There is an objective need for proportionality in the development of economic sectors in any society with a developed social division of labor. Under capitalism, where the economic law of the anarchy of production prevails, the various spheres of production have a tendency toward balance. However, “this constant tendency to equilibrium, of the various spheres of production, is exercised only in the shape of a reaction against the constant upsetting of this equilibrium” (K. Marx; see K. Marx and F. Engels, Soch., 2nd ed., vol. 23, p. 368). The disintegration of productive forces, enormous material losses, and social disasters are the inevitable costs of short-term restoration of proportionality under capitalism.

Only with the appearance of socialist production relations, which are based on public ownership of the means of production, does it become objectively necessary and possible to establish proportions and intersectorial relations on a planned, scientific basis. Maintaining progressive proportions and efficient economic relations among sectors is a crucial economic function of national economic planning by the socialist state. It is possible to identify current production relations concerning subjects of labor and production services and relations concerned with expanding production and replacing fixed productive assets that have been taken out of use. In the USSR about one-half of all output produced goes for the needs of current production. The share of output going into further processing depends on the role of the sector in the process of extended reproduction.
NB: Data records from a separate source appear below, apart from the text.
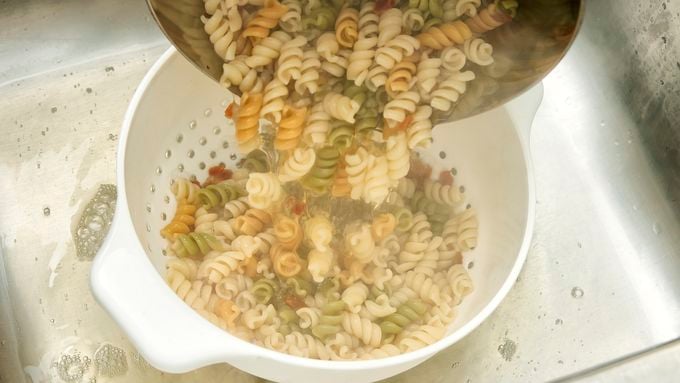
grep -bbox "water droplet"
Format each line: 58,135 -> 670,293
73,185 -> 116,259
94,344 -> 128,377
498,339 -> 517,362
571,287 -> 584,299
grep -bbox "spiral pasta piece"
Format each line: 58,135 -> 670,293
463,39 -> 493,66
302,103 -> 331,146
234,93 -> 262,153
345,223 -> 375,264
260,78 -> 288,123
406,105 -> 432,150
198,181 -> 243,209
170,178 -> 201,204
459,3 -> 512,34
301,146 -> 340,194
423,179 -> 463,207
439,47 -> 467,72
276,36 -> 307,85
416,21 -> 472,50
385,132 -> 411,184
274,215 -> 303,250
241,0 -> 288,42
430,71 -> 475,111
380,299 -> 428,335
383,91 -> 420,128
417,53 -> 442,100
269,243 -> 303,278
375,35 -> 420,70
245,31 -> 291,69
171,233 -> 225,258
232,209 -> 271,235
335,7 -> 359,48
194,207 -> 218,234
323,92 -> 359,124
295,49 -> 321,95
246,173 -> 283,209
279,148 -> 316,183
385,58 -> 422,98
201,9 -> 236,61
279,0 -> 302,33
342,312 -> 382,347
378,8 -> 402,47
161,199 -> 196,239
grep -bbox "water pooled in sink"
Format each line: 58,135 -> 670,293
73,184 -> 116,260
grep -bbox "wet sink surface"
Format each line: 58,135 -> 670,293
0,0 -> 680,382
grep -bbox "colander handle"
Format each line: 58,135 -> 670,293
505,83 -> 543,148
90,202 -> 256,373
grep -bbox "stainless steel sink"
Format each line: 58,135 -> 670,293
0,0 -> 680,383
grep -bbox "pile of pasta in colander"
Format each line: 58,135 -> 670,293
161,0 -> 517,360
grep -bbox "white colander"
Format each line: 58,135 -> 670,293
92,48 -> 542,382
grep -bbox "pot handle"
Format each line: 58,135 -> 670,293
505,82 -> 543,149
90,201 -> 255,373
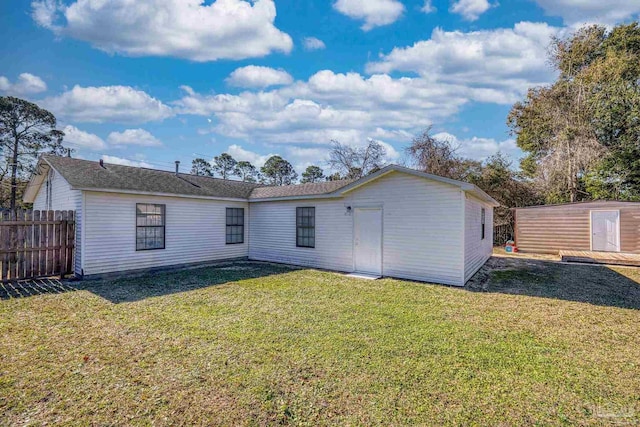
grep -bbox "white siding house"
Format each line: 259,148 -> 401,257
249,172 -> 470,285
25,157 -> 497,286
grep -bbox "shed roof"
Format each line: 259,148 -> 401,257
513,200 -> 640,211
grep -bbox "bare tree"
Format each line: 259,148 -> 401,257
0,96 -> 64,210
405,127 -> 481,180
328,139 -> 387,179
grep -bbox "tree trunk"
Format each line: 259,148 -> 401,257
11,131 -> 18,212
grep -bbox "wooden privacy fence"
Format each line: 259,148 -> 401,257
0,210 -> 75,282
493,224 -> 513,246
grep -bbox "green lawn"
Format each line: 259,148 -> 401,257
0,260 -> 640,426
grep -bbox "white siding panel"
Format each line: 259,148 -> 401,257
347,172 -> 464,285
33,169 -> 82,274
249,172 -> 464,285
249,199 -> 353,271
84,192 -> 249,275
464,196 -> 493,283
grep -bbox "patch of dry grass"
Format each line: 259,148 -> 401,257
0,264 -> 640,425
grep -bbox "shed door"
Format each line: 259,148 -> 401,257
353,208 -> 382,275
591,211 -> 620,252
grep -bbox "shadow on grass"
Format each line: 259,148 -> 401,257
467,257 -> 640,310
0,278 -> 75,300
75,261 -> 295,304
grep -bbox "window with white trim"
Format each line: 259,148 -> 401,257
136,203 -> 166,251
296,208 -> 316,248
226,208 -> 244,245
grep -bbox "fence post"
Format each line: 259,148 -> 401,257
59,211 -> 68,279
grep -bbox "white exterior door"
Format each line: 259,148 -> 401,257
353,208 -> 382,275
591,211 -> 620,252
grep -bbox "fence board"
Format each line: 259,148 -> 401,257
45,211 -> 56,276
0,210 -> 75,282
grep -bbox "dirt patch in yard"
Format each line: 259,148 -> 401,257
466,254 -> 640,310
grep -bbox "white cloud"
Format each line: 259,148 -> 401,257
62,125 -> 107,151
32,0 -> 293,62
227,144 -> 275,169
225,65 -> 293,88
0,73 -> 47,95
420,0 -> 437,13
102,154 -> 153,169
175,70 -> 473,144
449,0 -> 491,21
433,132 -> 522,160
535,0 -> 640,25
40,86 -> 172,123
107,129 -> 162,147
302,37 -> 327,51
367,22 -> 560,104
333,0 -> 404,31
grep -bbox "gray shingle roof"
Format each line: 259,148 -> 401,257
251,179 -> 353,199
44,156 -> 259,199
43,155 -> 353,199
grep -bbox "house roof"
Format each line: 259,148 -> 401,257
25,156 -> 259,200
24,155 -> 499,206
250,179 -> 354,199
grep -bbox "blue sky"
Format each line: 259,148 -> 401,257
0,0 -> 640,171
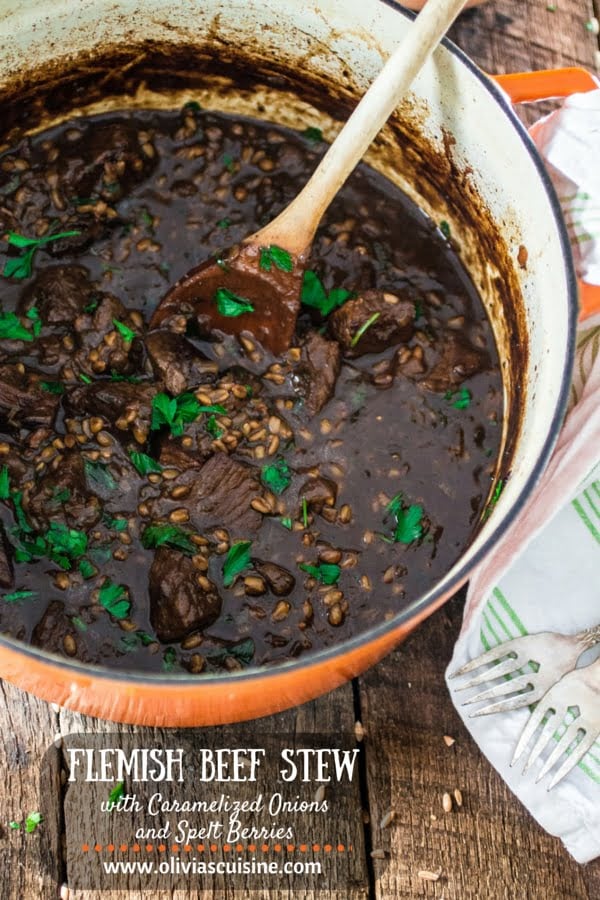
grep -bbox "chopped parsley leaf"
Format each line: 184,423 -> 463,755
40,381 -> 65,394
0,312 -> 35,341
129,450 -> 162,475
25,812 -> 44,834
215,288 -> 254,319
2,591 -> 37,603
142,524 -> 197,554
113,319 -> 136,344
300,563 -> 342,584
223,541 -> 252,587
386,493 -> 423,544
2,231 -> 80,279
98,578 -> 131,619
150,393 -> 227,437
0,466 -> 10,500
260,459 -> 292,496
302,497 -> 308,528
300,269 -> 352,317
106,781 -> 125,812
444,388 -> 473,409
350,312 -> 381,347
259,244 -> 294,272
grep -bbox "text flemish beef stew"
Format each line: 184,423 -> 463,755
0,103 -> 502,673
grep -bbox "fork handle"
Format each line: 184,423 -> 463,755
577,625 -> 600,650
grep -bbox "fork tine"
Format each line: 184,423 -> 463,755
510,703 -> 548,766
548,731 -> 600,791
469,690 -> 541,719
454,656 -> 522,691
523,709 -> 572,775
448,638 -> 519,678
535,718 -> 585,783
462,675 -> 533,706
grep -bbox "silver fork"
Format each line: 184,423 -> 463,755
511,658 -> 600,790
450,625 -> 600,718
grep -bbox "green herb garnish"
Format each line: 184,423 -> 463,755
150,393 -> 227,437
302,497 -> 308,528
25,812 -> 44,834
2,231 -> 80,278
2,591 -> 37,603
98,578 -> 131,619
113,319 -> 136,344
259,244 -> 294,272
0,312 -> 41,341
106,781 -> 125,812
40,381 -> 65,394
83,459 -> 117,493
302,125 -> 323,144
215,288 -> 254,319
350,312 -> 381,347
142,525 -> 197,554
0,466 -> 10,500
300,563 -> 342,584
444,388 -> 473,409
223,541 -> 252,587
129,450 -> 162,475
260,459 -> 292,496
300,269 -> 352,317
386,494 -> 423,544
483,478 -> 504,522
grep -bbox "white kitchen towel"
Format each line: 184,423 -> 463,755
446,91 -> 600,863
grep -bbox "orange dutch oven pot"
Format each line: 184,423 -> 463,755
0,0 -> 600,726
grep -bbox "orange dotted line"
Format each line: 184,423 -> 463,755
81,843 -> 353,853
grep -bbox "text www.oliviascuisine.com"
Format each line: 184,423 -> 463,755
102,856 -> 321,875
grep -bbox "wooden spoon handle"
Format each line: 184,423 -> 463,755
252,0 -> 466,256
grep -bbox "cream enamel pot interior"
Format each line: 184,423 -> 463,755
0,0 -> 577,726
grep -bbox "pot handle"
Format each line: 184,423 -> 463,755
492,66 -> 600,320
492,66 -> 600,103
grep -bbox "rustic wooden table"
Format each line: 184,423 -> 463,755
0,0 -> 600,900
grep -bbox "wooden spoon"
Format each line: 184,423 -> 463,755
150,0 -> 466,354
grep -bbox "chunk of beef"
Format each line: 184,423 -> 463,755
148,453 -> 262,536
23,450 -> 102,531
329,291 -> 415,357
254,559 -> 296,597
59,122 -> 157,205
19,266 -> 95,326
31,600 -> 73,653
0,522 -> 14,588
149,547 -> 221,642
296,331 -> 340,415
298,476 -> 337,512
65,381 -> 156,443
420,334 -> 490,393
73,294 -> 143,375
158,435 -> 206,471
146,331 -> 219,394
0,363 -> 60,427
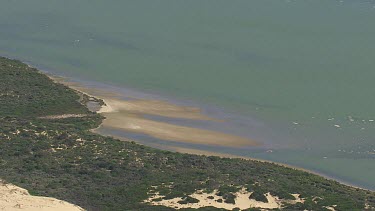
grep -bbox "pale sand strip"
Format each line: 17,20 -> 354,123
51,77 -> 259,147
144,188 -> 304,210
0,180 -> 83,211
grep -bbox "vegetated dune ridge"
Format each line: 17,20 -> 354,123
0,180 -> 83,211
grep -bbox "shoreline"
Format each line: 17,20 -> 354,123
3,56 -> 372,191
44,72 -> 372,191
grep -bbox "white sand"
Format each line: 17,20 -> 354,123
144,188 -> 303,210
0,180 -> 83,211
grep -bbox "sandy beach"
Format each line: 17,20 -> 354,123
49,75 -> 367,190
55,76 -> 261,147
0,180 -> 83,211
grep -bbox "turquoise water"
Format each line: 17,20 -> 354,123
0,0 -> 375,189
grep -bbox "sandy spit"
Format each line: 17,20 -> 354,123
55,77 -> 260,147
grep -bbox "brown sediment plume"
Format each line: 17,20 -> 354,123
54,78 -> 259,147
0,180 -> 83,211
98,112 -> 257,147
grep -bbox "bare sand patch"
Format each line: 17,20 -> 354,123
0,180 -> 83,211
144,188 -> 303,210
51,77 -> 260,147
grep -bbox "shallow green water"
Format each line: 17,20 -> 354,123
0,0 -> 375,189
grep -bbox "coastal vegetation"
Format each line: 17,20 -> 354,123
0,58 -> 375,211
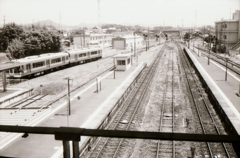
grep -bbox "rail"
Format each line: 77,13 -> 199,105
176,43 -> 239,157
80,64 -> 147,155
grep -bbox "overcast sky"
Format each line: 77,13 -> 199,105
0,0 -> 240,27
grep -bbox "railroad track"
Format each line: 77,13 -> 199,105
156,44 -> 175,158
176,43 -> 237,158
86,47 -> 167,157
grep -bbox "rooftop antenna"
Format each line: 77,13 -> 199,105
3,15 -> 5,27
97,0 -> 101,27
230,8 -> 232,19
59,12 -> 62,30
194,11 -> 197,30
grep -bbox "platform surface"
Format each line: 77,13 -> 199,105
0,59 -> 146,158
190,47 -> 240,134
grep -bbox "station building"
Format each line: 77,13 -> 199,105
73,33 -> 112,48
112,35 -> 144,50
215,10 -> 240,52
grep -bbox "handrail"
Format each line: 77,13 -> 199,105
0,125 -> 240,143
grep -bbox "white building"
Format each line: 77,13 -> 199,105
73,33 -> 112,48
112,35 -> 144,50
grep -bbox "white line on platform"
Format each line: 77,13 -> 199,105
189,49 -> 240,120
204,57 -> 240,82
51,63 -> 142,158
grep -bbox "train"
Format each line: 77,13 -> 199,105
6,47 -> 102,78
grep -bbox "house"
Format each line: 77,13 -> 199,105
215,10 -> 240,53
73,33 -> 112,48
112,35 -> 144,51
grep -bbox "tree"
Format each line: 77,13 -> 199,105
7,39 -> 25,58
183,32 -> 190,41
0,23 -> 23,50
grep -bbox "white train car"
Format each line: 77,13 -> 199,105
67,48 -> 102,64
7,53 -> 69,78
6,48 -> 102,78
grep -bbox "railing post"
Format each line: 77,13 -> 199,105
72,141 -> 79,158
225,58 -> 228,81
62,140 -> 70,158
2,71 -> 7,92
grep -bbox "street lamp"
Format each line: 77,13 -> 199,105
63,77 -> 81,115
225,57 -> 229,81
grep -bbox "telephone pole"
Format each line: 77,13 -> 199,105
3,15 -> 5,27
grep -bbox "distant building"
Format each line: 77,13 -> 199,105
190,33 -> 204,46
215,10 -> 240,52
112,35 -> 143,51
73,33 -> 112,48
106,27 -> 117,34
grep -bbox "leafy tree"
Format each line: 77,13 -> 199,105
8,38 -> 25,58
0,23 -> 23,50
183,32 -> 190,41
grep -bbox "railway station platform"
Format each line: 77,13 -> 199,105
0,59 -> 148,158
188,47 -> 240,135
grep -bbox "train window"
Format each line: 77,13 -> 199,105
27,64 -> 31,70
51,58 -> 61,64
33,61 -> 45,68
117,60 -> 126,65
91,51 -> 97,55
79,53 -> 87,57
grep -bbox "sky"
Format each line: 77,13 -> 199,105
0,0 -> 240,27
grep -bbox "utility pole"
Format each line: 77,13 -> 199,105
83,28 -> 85,48
133,32 -> 136,57
148,27 -> 149,50
3,15 -> 5,27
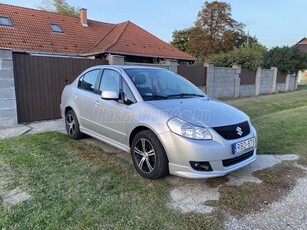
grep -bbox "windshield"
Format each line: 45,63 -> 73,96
125,68 -> 204,101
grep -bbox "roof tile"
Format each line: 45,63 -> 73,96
0,3 -> 195,60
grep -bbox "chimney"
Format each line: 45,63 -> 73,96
80,8 -> 88,27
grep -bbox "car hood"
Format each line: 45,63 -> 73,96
147,97 -> 249,127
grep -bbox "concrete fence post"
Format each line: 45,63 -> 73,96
293,74 -> 298,90
232,65 -> 241,97
107,54 -> 125,65
0,49 -> 17,128
285,74 -> 290,92
271,67 -> 278,93
204,63 -> 214,97
255,67 -> 261,96
165,59 -> 178,73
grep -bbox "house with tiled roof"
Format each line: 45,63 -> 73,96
0,4 -> 195,63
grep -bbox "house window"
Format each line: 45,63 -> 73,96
0,16 -> 13,27
50,23 -> 64,33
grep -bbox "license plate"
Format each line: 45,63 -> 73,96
233,138 -> 256,155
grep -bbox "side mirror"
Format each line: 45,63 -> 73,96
101,91 -> 119,100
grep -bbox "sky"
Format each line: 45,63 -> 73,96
0,0 -> 307,48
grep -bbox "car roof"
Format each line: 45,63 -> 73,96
89,65 -> 164,70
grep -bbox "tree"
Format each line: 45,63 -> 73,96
235,32 -> 260,47
188,1 -> 244,60
38,0 -> 79,16
208,43 -> 266,69
264,46 -> 307,73
171,29 -> 189,52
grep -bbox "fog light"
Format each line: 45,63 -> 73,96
190,161 -> 213,172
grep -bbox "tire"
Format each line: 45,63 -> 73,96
65,110 -> 84,140
130,130 -> 169,179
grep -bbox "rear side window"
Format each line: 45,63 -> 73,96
78,69 -> 100,92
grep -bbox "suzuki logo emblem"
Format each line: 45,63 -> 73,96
236,126 -> 243,136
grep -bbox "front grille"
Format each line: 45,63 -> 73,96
213,121 -> 250,140
222,150 -> 254,167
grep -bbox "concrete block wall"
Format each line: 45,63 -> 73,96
0,49 -> 17,128
240,84 -> 256,97
205,63 -> 297,98
276,83 -> 286,92
259,69 -> 274,94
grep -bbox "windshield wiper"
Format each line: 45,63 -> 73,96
142,94 -> 168,101
167,93 -> 204,98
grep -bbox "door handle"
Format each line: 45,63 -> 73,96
94,101 -> 100,106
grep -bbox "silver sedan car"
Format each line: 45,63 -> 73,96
60,65 -> 257,179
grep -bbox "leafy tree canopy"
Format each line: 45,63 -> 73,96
172,1 -> 244,61
171,29 -> 189,52
38,0 -> 79,16
208,43 -> 266,69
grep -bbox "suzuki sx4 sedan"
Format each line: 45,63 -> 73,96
60,65 -> 257,179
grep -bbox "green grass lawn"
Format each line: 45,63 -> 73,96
0,91 -> 307,229
0,132 -> 219,229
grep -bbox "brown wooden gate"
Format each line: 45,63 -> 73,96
13,53 -> 108,123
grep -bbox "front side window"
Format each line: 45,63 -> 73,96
123,80 -> 136,105
78,69 -> 100,92
99,69 -> 120,95
125,68 -> 204,101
For instance, in the light and food industries about 30-40 percent of the output is sent on for further processing, whereas in metallurgy and the building materials industry this index is 90-95 percent.

Some 10-15 percent of all intersectorial relations exert the determining influence on the rate of development of the sectors and on the structure of the economy. Such a concentration of intersectorial relations makes it possible to reduce planning work significantly and to increase the quality of plan calculations. The electrical power industry has the highest degree of concentration of intersectorial relations with suppliers (in this industry, fuel constitutes about 90 percent of all material expenditures, not counting depreciation), whereas the highest degree of concentration with regard to consumers is found in light industry and the food industry. In light industry and the food industry more than 80 percent of the products passing through various stages of processing are intended for consumers. The production relations of other sectors are more differentiated. The most far-reaching intersectorial relations with consumers are in the electric power and fuel industries, which send their output to virtually all sectors of material production.

Scientific-technical progress and the development of the social division of labor bring about changes in the structure of production and the system of intersectorial relations. Sectors that are producing the most economical types of material resources expand deliveries of their products to consuming sectors and thus cause a relative (and sometimes also absolute) decrease in the latter sectors’ need for less efficient products from other sectors.

The intersectorial balance of production and distribution of output is expected to play a large part in improving the analysis and planning of mutual production relations among sectors. The balance contains indexes that give a quantitative description of intersectorial relations: coefficients of material expenditures and coefficients of output. The level of output of different sectors needed to supply current production is determined on the basis of the coefficients of material expenditures; the coefficients of output make it possible to analyze what elements and parts make up the need for production of a specific volume of output in each sector.

The direct relations among sectors in the national economy are accompanied by a complex system of indirect intersectorial relations that arises in the course of production in a number of sectors. Keeping track of direct and indirect intersectorial relations makes possible substantially increased precision in planning the development of sectors and in evaluating the efficiency of production and capital investments.

REFERENCES

Melody planirovaniia mezhotraslevykh proportsii. Moscow, 1965.
Eidel’man, M. R. Mezhotraslevoi balans obshchestvennogo produkta. Moscow, 1966.
Mezhotraslevoi balans iproportsii narodnogo khoziaistva. Moscow, 1969.
Efimov, A. N. Ekonomika i planirovanie sovetskoi promyshlennosti. Moscow, 1970.